Is LastPass still safe after the 2022 breach

The short answer requires context: LastPass is still a zero-knowledge password manager. Your passwords, if they were in the 2022 breach, are protected by AES-256 encryption and PBKDF2 key derivation. An attacker who obtained your vault backup still needs to crack your master password to access any credentials — which is computationally expensive if your master password was strong.

The longer answer acknowledges what is not safe: the URL metadata that was stored alongside the encrypted vault. Attackers obtained an unencrypted list of every website every affected user has accounts on. That data is out and cannot be recalled.
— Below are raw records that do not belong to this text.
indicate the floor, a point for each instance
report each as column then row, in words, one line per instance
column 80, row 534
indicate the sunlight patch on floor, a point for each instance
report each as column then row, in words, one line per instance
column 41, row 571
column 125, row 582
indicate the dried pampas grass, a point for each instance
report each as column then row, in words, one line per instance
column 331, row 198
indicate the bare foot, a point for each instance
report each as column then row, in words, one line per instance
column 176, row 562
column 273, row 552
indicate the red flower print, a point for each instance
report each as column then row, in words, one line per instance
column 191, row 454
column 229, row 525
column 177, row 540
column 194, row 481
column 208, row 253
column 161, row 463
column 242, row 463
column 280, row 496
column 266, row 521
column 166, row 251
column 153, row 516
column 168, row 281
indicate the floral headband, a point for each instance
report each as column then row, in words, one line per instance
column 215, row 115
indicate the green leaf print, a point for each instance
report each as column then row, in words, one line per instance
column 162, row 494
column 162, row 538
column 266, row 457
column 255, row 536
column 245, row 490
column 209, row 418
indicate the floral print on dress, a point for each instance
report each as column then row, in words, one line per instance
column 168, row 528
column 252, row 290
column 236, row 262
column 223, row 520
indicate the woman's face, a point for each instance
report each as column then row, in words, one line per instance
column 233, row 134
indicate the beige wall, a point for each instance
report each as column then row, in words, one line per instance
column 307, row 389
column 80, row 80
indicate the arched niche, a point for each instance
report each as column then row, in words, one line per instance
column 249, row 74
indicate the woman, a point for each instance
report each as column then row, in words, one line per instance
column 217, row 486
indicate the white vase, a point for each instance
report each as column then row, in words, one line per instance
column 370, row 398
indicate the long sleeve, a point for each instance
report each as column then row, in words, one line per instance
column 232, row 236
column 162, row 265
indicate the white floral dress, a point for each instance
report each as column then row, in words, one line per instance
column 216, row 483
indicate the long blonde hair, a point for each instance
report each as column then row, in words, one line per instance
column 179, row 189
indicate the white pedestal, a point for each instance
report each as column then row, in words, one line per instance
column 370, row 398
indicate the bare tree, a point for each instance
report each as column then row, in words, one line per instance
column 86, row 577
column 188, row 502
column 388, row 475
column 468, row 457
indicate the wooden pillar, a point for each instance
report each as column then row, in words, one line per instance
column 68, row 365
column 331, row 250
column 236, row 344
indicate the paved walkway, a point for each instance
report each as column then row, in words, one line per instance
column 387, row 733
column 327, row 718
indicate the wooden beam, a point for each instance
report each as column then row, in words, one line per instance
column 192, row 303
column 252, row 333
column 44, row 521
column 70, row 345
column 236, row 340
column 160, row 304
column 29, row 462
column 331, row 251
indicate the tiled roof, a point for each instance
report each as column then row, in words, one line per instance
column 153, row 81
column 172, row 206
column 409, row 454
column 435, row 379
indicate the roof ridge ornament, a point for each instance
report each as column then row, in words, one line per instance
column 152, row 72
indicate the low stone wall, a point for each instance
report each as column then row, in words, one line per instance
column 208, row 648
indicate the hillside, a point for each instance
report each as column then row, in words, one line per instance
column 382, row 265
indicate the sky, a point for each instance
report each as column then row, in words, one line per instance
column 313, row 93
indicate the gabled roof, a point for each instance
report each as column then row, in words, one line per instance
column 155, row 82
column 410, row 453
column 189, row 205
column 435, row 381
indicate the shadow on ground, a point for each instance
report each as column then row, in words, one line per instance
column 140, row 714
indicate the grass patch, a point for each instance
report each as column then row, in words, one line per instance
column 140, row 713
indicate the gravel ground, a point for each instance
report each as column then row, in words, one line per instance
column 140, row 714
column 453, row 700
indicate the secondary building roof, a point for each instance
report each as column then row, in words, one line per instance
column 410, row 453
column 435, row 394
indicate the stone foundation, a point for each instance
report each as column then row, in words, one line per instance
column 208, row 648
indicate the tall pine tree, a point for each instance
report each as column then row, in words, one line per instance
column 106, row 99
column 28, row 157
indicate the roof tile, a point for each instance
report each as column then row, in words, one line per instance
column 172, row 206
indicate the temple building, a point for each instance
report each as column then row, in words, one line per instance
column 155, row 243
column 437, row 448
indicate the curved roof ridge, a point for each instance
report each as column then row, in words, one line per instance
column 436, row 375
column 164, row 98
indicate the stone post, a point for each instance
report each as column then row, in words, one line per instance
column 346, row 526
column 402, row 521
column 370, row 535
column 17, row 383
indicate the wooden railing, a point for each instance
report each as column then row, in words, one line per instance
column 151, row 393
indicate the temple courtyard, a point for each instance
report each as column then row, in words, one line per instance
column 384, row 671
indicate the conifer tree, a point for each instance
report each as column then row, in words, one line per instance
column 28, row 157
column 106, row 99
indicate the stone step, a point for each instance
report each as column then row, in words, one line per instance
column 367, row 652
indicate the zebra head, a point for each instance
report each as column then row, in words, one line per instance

For users with a weak master password — or accounts whose iteration counts were historically low — the risk window is broader.

Quick answer

Your master password was strong (12+ characters, not a dictionary word)

Your credential content is likely safe — but the list of sites you use was exposed; monitor those accounts for phishing

Your master password was weak or reused

Change it immediately and consider rotating passwords on your highest-value accounts; offline brute-force on stolen vault data is a real risk

You are deciding whether to stay or leave

Evaluate against your threat model — LastPass has remediated its infrastructure, but the architectural URL metadata gap was a design choice, not an incident

When it matters

Encrypted vault data — AES-256 encrypted credential content. Protected as long as the master password is not cracked
Unencrypted URL metadata — the list of websites each user has accounts on. This is permanently in attacker possession and cannot be reversed
Billing information and account metadata — email addresses, IP addresses, and billing details for some accounts
PBKDF2 iteration count disparity — legacy accounts had as few as 1 PBKDF2 iteration at the time of breach. Accounts with low iteration counts are disproportionately exposed to offline brute-force

When it fails

LastPass raised PBKDF2 iterations to 600,000 for all accounts post-breach and rebuilt compromised infrastructure — these are meaningful improvements
The URL metadata gap was not an oversight — it was an architectural decision made when the password was considered the only sensitive field. The fix would require re-architecting how metadata is stored, which LastPass has not done
Staying with LastPass means accepting that the list of your accounts is in attacker possession regardless of what LastPass does next

How providers fit

Staying with LastPass is a defensible choice if: your master password was strong, you are not in a high-sensitivity profession, and you have assessed the URL metadata exposure against your threat model and found it acceptable. The enterprise feature set is still competitive and the infrastructure has been rebuilt.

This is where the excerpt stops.